[论文解读] Adaptive Patching for Tensor Train Computations
The paper introduces an adaptive patching scheme for Quantics Tensor Trains (QTT) that partitions tensors with localized features into smaller patches to reduce bond dimensions and computation, enabling efficient large-scale QTT-based calculations such as bubble diagrams and Bethe-Salpeter equations.
Quantics Tensor Train (QTT) operations such as matrix product operator contractions are prohibitively expensive for large bond dimensions. We propose an adaptive patching scheme that exploits block-sparse QTT structures to reduce costs through divide-and-conquer, adaptively partitioning tensors into smaller patches with reduced bond dimensions. We demonstrate substantial improvements for sharply localized functions and show efficient computation of bubble diagrams and Bethe-Salpeter equations, opening the door to practical large-scale QTT-based computations previously beyond reach.
研究动机与目标
- Motivate and address the high cost of QTT operations for large bond dimensions in quantum many-body problems.
- Develop an adaptive, divide-and-conquer patching strategy that exploits block-sparse QTT structures.
- Demonstrate efficiency gains in TT/patched TT operations and practical applications to Green’s functions and Bethe-Salpeter equations.
- Provide a framework for patch ordering, complexity analysis, and mitigation of overpatching.
提出的方法
- Introduce adaptive patching for QTT by partitioning tensors into patches with individual, smaller bond dimensions.
- Represent patches with TT decompositions and sum over patches to recover the full tensor.
- Couple patching with Tensor Cross Interpolation (TCI) to build TT representations efficiently.
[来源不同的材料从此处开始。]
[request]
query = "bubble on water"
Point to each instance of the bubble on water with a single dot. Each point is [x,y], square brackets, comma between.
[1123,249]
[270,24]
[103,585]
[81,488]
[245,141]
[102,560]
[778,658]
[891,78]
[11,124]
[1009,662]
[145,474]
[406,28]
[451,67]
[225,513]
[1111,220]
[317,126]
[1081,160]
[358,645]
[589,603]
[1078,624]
- Analyze computational complexity: memory, function evaluations, and arithmetic costs with patch-based TT ranks.
- Apply patched QTCI to realistic 2D Green’s functions and to Bethe-Salpeter-type calculations.
- Discuss patch ordering, overpatching, and patching patterns to optimize performance.
实验结果
研究问题
- RQ1Can adaptive patching reduce the effective bond dimension and memory requirements for QTT representations with localized features?
- RQ2How does patching affect the computational cost of TT/MPO contractions and related tensor operations?
- RQ3What are the practical gains of patched QTT in computing Green’s functions and Bethe-Salpeter equations?
- RQ4How should patches be ordered and sized to avoid overpatching and maximize speedups?
主要发现
- Adaptive patching exploits block-sparse tensor cores to achieve reduced bond dimensions per patch and overall memory savings.
- Patched TT representations can match standard QTT accuracy while using fewer parameters and reduced runtime in many cases.
- Two classes of patches emerge: large, low-rank patches for smooth regions and small, higher-rank patches for sharp features, enabling targeted resource allocation.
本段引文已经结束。